Sanayi Devrimi ve sonrasında küreselleşme ile birlikte “tek tipleşen tarım” bugün dünyada insanları açlık krizine doğru götürüyor. İnsan dengeyi bozarak gezegendeki varlığını yok etmeye doğru koşar adım yürüyor.
İşte bu nedenle, geç de olsa Birleşmiş Milletler tüm dünyayı uyarıyor. Küresel sürdürülebilir kalkınma için belirlediği 17 küresel amaçtan biri olan “2. Açlığa Son” şunları söylüyor: Gıda üretiminde çeşitliliğin sürdürülmesi. Küçük ölçekli gıda üreticilerinin verimlilik ve gelirlerinin iki katına çıkarılması. Yok olma riski altında olan yerel türlerin desteklenmesi.
Neden coğrafi işaret?
Dünyada insan yaşamının sürebilmesi için çeşitliliğin böylesine önemli olduğu bir dönemde, yerel ürünleri nasıl koruyacağız? İşte bunun için üretilen etkili bir çözüm “Coğrafi İşaret”
Coğrafi işaret, üretildiği bölgeye özgü nitelikleri olan, yerel hammaddeler ve geleneksel yöntemlerle üretilen, kökenin bulunduğu yöre, bölge veya ülke ile özdeşleşmiş ve ünlenmiş ürünlerin korunmasını sağlıyor. Geleneksel yöntemlere göre üretildiğini ve coğrafi kökeninden dolayı iyi bir ünü olduğunu belgeliyor.
Yerelin İzinde: Mardin Kızıltepe’den Kırmızı Mercimek
Ülkemizin bereketli topraklarına özgü ürünleri ve yemek kültüründeki çeşitliliği korumak için coğrafi işaretlere çok ihtiyaç var.

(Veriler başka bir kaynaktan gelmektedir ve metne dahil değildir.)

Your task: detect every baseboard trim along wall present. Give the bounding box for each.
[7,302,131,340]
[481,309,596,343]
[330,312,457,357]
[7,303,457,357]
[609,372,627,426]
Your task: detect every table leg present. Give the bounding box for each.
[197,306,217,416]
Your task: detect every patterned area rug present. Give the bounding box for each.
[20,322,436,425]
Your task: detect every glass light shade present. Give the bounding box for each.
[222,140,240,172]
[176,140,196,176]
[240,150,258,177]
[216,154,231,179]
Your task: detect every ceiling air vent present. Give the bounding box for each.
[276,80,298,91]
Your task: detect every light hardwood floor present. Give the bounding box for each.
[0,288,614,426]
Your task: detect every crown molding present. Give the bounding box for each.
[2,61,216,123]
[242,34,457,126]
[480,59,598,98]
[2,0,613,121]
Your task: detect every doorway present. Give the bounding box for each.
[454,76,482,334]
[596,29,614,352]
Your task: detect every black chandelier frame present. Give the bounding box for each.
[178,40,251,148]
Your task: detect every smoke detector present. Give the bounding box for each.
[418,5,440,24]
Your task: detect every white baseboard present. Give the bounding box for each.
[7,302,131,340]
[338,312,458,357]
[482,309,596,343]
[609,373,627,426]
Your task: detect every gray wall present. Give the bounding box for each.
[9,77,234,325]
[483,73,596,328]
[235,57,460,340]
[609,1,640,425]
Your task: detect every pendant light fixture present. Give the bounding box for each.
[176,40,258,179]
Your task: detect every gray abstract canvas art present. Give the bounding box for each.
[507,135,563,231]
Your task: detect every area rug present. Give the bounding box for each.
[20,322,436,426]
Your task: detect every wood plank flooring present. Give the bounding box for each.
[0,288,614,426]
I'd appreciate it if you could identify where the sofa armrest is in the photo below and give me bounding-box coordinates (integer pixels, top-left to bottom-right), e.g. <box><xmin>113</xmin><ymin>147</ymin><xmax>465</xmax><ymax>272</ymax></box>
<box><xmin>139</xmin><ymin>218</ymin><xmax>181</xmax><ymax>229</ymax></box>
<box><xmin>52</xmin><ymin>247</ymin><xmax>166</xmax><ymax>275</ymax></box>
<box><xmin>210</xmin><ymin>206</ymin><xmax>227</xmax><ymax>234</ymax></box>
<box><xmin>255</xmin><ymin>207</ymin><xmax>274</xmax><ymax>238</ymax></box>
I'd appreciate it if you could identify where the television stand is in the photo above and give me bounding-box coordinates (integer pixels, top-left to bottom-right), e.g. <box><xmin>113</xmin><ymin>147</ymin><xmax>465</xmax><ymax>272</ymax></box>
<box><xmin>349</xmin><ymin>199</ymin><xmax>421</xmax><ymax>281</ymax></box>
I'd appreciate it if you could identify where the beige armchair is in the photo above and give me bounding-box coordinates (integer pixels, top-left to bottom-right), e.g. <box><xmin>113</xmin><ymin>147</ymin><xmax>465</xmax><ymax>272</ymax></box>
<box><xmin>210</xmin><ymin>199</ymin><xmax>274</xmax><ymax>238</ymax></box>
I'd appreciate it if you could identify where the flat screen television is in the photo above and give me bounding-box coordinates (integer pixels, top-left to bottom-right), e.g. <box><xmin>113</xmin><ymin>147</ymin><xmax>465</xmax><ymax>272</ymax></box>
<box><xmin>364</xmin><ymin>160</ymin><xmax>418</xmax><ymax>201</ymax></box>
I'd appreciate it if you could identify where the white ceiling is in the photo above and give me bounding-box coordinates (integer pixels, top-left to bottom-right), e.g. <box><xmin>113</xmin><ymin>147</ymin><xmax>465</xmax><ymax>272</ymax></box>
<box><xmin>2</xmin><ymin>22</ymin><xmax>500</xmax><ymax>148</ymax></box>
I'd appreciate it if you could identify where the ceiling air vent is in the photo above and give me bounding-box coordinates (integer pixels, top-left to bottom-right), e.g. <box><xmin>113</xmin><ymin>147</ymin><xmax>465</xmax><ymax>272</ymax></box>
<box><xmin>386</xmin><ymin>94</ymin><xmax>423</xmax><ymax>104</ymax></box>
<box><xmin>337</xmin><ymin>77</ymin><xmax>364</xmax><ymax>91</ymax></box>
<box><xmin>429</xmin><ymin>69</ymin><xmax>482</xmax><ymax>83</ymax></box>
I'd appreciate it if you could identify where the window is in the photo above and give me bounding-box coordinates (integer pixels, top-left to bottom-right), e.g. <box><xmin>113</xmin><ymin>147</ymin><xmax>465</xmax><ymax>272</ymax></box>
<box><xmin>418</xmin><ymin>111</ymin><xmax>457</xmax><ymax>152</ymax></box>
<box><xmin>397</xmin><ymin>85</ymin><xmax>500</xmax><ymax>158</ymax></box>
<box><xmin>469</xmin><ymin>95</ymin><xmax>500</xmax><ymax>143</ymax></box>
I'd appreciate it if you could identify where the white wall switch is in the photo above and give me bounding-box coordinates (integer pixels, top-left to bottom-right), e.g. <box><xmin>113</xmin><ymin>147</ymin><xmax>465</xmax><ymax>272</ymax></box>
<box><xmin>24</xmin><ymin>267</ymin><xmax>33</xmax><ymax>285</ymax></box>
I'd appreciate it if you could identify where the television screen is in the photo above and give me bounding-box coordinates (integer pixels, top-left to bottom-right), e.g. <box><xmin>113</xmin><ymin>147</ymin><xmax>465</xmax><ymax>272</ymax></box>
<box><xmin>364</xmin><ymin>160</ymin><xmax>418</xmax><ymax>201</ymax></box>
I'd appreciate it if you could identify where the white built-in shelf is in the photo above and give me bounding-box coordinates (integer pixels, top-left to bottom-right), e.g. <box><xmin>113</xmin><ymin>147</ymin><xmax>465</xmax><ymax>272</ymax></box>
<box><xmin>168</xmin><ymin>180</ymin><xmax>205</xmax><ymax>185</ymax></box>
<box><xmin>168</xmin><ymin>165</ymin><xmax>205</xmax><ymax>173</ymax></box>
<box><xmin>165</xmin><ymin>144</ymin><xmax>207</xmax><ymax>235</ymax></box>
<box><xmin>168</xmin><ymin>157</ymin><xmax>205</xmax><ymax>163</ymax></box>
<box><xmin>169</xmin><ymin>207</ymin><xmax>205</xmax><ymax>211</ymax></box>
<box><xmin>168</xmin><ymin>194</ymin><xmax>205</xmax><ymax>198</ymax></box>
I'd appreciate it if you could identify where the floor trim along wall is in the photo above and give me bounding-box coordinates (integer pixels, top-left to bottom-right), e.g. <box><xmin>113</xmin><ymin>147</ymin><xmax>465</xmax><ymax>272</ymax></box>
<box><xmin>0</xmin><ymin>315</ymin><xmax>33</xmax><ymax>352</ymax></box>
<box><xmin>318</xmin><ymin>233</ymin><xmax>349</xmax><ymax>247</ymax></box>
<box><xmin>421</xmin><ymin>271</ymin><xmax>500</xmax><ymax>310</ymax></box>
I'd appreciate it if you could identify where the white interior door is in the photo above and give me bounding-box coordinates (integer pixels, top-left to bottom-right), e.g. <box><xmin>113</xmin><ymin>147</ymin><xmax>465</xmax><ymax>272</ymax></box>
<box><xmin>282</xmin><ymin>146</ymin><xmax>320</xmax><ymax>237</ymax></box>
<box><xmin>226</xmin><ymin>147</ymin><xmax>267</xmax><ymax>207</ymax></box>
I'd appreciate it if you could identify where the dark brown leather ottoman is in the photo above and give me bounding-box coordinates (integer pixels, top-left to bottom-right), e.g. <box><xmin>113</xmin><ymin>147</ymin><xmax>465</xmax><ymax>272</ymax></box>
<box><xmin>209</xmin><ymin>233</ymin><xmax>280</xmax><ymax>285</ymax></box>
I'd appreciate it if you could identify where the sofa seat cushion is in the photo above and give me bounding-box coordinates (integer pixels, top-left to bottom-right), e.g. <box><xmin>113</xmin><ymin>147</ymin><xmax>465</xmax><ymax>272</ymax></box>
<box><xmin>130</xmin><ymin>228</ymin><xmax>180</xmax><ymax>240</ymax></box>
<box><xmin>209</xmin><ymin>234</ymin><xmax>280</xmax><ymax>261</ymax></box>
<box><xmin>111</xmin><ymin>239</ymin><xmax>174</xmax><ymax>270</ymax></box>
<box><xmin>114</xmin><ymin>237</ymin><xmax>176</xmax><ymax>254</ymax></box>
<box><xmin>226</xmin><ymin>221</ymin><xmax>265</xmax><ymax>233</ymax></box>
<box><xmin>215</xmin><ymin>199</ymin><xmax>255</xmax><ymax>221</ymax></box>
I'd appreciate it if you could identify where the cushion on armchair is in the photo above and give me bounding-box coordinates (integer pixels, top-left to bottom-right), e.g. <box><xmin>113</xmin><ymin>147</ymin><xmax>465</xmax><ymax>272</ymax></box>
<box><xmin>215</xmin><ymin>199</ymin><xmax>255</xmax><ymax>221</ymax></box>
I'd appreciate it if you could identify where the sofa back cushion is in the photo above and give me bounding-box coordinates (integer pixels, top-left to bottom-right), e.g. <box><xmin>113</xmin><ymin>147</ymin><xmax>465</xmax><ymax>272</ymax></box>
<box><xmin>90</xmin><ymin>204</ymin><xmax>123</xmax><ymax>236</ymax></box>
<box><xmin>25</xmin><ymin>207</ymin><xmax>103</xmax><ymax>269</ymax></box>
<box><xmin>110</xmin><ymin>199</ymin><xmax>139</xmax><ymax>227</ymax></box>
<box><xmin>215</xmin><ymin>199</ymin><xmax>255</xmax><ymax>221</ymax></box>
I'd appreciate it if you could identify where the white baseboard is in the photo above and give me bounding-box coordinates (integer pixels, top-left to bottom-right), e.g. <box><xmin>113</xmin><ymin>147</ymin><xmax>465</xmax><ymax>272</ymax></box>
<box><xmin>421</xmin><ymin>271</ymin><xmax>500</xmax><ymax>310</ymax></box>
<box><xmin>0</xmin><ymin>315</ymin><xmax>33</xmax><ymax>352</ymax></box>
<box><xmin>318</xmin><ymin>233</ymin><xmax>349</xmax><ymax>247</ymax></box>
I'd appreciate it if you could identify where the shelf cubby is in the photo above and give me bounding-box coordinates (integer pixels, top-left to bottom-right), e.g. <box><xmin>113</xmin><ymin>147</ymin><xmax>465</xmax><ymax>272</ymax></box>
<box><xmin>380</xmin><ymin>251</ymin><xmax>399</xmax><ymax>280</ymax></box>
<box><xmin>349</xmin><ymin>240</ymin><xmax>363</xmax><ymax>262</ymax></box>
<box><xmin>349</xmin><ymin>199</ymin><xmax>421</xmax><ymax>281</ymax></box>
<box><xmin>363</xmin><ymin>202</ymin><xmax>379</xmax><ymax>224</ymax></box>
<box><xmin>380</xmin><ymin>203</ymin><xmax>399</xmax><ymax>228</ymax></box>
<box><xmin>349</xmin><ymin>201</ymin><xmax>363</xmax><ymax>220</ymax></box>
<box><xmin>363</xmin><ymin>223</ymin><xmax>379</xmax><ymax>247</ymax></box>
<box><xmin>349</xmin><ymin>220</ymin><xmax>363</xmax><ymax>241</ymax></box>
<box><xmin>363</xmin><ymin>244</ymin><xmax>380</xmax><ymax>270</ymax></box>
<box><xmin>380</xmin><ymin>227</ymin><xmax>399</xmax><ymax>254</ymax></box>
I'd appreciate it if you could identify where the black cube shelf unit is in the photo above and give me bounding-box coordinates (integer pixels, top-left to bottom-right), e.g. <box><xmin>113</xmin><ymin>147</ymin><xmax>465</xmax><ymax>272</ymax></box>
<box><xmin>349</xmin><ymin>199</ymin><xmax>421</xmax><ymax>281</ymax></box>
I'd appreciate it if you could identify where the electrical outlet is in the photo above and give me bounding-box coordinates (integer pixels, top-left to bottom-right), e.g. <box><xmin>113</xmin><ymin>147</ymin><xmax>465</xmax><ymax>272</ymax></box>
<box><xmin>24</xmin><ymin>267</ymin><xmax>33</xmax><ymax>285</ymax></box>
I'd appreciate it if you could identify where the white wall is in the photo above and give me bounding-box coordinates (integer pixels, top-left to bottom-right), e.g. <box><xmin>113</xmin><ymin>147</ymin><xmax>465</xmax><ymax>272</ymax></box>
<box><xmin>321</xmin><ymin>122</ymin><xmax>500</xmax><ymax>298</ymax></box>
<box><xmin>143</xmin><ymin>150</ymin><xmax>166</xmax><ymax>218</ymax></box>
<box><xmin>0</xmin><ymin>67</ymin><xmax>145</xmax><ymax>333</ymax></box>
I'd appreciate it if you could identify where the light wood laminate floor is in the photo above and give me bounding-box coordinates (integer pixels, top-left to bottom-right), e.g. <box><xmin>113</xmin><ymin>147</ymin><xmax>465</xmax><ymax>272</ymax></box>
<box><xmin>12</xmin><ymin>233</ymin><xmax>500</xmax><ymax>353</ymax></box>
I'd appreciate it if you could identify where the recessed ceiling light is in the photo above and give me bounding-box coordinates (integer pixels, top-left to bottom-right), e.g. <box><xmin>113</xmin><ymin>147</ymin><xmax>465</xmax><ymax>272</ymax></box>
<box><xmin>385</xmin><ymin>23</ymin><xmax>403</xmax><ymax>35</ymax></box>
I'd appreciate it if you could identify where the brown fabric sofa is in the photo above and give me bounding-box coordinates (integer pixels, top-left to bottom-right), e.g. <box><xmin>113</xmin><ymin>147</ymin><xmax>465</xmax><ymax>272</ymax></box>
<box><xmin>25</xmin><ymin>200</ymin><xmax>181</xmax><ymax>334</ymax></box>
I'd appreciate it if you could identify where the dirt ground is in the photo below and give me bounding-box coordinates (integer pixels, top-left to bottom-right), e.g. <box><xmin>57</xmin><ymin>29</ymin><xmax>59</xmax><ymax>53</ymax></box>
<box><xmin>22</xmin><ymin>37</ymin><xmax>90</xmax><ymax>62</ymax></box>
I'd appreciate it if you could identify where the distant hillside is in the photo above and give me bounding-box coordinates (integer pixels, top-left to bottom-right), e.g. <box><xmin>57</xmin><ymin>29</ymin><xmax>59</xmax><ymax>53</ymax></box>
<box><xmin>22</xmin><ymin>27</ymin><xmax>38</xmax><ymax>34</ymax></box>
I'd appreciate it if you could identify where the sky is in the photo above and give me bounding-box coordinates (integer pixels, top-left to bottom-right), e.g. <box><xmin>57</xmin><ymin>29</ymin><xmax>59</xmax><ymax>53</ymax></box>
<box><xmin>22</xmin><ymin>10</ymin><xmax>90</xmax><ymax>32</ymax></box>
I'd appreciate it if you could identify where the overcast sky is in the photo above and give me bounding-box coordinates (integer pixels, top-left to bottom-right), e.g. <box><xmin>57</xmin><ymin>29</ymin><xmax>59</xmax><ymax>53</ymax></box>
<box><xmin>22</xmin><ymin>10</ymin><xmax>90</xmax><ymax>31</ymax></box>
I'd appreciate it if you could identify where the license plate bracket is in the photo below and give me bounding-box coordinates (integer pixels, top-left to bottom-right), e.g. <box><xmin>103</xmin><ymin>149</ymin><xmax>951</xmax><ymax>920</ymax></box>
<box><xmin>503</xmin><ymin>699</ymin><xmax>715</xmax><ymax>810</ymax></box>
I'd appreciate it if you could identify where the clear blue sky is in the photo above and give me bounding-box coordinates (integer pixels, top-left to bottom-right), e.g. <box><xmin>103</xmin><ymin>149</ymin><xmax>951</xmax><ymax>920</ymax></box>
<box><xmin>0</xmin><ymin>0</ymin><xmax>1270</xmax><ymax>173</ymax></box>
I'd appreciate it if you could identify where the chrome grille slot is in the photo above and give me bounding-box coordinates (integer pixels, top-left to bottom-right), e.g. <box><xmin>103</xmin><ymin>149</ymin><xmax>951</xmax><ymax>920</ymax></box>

Özel sektörün atacağı adımlar çok değerli. “Yerelin İzinde” projesiyle Metro Türkiye, coğrafi işaretli ürünlerin bilinirliğini ve mutfaklarda kullanımını artırmayı hedeflerken yerli üreticiyi destekliyor. Projenin altıncı durağı verimli topraklarıyla yüzyıllardır bakliyat ve tahıl yetiştirme merkezi olan Mardin’in Kızıltepe bölgesi. Metro Türkiye, bu yılki kırmızı mercimek alımının 1.500 tonunu Kızıltepe bölgesinden alacağını açıkladı.
Metro Türkiye Satın Almadan Sorumlu Yönetim Kurulu Üyesi Deniz Alkaç şunları söyledi: “2022 yılında Coğrafi İşaret tescili alarak hak ettiği değere kavuşan Kızıltepe Kırmızı Mercimeği üretim aşamasından başlayarak çiftçilerimizi destekliyor ve devamlılığa katkıda bulunmaya çalışıyoruz. Ana amaçlarımızdan biri yerel değerlerimizin restoranlarda ve şef menülerinde daha fazla yer alması. Bölgeden alımı 3-4 katına çıkarmayı hedefliyoruz. Türkiye’deki kırmızı mercimek üretiminin %6’sını karşılayan Mardin’deki üretim kapasitesinin desteğimizle artacağına inanıyoruz.”
Yerelden beslenelim
2005 yılından bugüne yerel üretimin “aç kalmamak” için önemini anlatıyorum. 2020 pandemisinde büyük şehirlere giriş kısıtlanınca, yerelden doymanın önenimi yeterince fark ettik umarım. Yerel üretimin daha çok desteğe ihtiyacı var.